For all its obvious faults, JSON has become more dominant as a data-transfer markup. Data formatted according to the JSON standard is lightweight and can be parsed by JavaScript implementations easily.  It is used most obviously in AJAX, but also in the OData or  GData protocols  for reading, writing, and modifying information on the web. Databases use it:   CouchDB and MongoDB has a RESTful JSON API to allow javascript applications to access data easily. It forms the basis of  Google Freebase’s Metaweb Query Language. Microsoft use it within the DACPAC (Data-tier Application Component Packages). Adobe Air applications usually make use of JSON for all serialisation.

The SQL Server team have indeed gone big on XML, as Michael Cole’s book reveals. The industry has gone big in another direction: JSON.  So why not JSON? When designing database-application interfaces,  the question often comes up as to whether all data exchange can be done with JSON now that the HTML5 /Javascript paradigm has become so common.
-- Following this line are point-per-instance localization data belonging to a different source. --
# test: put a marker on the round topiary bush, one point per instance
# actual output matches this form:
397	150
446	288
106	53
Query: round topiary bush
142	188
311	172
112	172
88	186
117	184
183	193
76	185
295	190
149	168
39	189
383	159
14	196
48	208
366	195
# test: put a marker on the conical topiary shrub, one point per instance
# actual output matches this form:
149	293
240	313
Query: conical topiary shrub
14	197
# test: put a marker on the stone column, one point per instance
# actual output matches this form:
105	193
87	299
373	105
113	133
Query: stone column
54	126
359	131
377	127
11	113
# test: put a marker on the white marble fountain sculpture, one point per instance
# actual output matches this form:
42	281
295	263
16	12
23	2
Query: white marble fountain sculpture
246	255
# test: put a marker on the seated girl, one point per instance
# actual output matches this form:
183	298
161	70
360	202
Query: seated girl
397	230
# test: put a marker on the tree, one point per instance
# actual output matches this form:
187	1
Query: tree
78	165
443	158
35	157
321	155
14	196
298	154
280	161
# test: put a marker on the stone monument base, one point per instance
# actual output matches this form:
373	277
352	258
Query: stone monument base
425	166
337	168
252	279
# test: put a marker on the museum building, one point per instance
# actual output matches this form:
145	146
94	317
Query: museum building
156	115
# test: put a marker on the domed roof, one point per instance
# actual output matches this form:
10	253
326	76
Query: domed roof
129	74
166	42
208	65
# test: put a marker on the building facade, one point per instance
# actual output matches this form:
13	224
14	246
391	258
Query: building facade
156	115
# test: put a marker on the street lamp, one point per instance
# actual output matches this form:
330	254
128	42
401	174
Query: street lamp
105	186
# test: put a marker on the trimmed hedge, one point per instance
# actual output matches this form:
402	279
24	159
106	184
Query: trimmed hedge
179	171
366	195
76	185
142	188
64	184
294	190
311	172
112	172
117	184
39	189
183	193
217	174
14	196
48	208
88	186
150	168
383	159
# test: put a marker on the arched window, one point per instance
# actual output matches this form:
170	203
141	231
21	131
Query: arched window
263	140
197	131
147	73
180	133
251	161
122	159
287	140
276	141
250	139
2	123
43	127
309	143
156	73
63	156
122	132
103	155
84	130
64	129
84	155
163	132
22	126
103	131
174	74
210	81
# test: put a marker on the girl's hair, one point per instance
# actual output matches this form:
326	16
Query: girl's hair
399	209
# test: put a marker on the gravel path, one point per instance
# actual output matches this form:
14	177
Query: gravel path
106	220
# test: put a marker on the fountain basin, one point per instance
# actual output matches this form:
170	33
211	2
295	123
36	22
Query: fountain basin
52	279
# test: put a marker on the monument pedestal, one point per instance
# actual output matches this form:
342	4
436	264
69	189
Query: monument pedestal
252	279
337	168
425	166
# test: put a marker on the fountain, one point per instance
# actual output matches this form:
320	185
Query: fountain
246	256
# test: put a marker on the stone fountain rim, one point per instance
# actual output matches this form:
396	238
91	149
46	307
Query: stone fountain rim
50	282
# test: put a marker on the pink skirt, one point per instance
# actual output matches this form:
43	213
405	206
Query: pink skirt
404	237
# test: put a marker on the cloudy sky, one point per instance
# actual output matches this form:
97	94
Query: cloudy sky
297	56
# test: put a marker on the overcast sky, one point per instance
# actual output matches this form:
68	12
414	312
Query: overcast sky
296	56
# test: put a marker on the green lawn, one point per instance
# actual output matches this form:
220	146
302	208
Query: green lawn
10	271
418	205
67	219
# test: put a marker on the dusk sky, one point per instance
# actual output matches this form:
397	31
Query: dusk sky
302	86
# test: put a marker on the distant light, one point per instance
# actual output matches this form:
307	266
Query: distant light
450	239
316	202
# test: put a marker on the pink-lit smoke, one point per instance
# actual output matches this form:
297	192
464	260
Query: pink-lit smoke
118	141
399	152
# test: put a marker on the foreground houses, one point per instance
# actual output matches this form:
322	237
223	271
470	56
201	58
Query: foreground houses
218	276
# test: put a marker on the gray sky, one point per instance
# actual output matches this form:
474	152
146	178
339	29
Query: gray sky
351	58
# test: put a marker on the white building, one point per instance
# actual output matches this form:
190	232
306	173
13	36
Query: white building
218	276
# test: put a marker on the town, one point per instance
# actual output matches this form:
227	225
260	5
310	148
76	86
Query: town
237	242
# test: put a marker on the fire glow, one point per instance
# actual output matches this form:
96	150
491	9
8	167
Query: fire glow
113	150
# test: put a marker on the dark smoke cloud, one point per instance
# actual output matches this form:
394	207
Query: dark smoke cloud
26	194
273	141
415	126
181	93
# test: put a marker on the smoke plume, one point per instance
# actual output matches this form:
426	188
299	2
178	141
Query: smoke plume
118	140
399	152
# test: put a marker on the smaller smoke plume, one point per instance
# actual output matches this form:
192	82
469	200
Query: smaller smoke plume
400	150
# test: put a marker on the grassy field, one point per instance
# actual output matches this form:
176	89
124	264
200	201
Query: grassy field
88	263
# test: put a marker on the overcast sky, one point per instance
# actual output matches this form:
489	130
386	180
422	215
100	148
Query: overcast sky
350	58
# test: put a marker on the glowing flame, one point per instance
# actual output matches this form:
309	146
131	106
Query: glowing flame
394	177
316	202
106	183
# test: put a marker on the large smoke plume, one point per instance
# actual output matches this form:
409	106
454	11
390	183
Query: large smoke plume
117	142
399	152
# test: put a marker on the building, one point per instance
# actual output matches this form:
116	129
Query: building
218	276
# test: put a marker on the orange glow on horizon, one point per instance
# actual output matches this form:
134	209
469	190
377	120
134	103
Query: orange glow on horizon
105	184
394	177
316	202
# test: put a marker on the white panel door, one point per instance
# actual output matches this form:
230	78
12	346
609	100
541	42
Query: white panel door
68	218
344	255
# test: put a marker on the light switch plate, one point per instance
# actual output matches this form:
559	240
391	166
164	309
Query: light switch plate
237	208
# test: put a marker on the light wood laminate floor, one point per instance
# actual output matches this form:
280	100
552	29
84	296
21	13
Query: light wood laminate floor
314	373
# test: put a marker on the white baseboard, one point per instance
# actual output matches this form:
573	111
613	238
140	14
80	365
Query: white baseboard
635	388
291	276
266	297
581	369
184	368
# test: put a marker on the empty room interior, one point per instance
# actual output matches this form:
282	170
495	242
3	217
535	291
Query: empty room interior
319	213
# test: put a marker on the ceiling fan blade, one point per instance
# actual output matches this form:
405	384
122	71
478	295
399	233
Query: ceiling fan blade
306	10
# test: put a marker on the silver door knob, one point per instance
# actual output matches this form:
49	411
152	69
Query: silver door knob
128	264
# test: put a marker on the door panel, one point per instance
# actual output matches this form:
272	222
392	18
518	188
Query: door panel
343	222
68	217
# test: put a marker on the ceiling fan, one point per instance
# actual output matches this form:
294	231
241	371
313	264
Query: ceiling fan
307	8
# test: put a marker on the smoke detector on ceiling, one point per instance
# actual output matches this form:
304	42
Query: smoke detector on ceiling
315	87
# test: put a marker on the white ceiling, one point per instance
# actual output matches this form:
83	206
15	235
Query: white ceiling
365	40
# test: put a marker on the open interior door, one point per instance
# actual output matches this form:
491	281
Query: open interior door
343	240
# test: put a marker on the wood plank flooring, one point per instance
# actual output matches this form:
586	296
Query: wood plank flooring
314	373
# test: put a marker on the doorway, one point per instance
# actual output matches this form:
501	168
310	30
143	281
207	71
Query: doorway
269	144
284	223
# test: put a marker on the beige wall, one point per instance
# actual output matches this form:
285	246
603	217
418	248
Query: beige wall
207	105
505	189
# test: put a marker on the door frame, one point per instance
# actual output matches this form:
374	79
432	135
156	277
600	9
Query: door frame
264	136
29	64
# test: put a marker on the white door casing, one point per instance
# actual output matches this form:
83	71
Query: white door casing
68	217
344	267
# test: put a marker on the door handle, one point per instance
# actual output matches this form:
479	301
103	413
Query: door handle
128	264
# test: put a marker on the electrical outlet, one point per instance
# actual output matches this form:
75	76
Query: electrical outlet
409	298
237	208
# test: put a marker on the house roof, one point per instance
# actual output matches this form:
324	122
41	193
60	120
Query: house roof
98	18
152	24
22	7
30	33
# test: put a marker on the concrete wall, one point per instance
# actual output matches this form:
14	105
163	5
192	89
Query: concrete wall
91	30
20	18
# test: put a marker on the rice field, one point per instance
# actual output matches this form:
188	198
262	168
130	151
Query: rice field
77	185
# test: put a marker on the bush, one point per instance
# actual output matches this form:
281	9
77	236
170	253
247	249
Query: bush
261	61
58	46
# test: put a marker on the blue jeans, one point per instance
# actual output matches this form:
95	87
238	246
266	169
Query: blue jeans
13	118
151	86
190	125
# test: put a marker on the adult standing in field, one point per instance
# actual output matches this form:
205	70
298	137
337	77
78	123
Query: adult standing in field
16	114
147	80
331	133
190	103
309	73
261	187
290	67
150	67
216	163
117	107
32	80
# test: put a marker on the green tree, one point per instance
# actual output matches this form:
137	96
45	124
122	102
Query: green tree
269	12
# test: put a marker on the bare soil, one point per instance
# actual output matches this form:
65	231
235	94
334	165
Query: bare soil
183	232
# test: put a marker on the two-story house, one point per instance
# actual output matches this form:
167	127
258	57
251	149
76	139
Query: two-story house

We can use the XML extensions to SQL Server to talk XML with applications, and that is great but it is becoming more common to be asked for JSON.  There is a rather poor JSON module in .NET, but nothing in SQL Server, and I’ve heard of nothing in the planning stage. In the house of SQL Server, XML is the plump laddie with his legs under the table, whereas poor JSON is scraping up gleanings in a stable.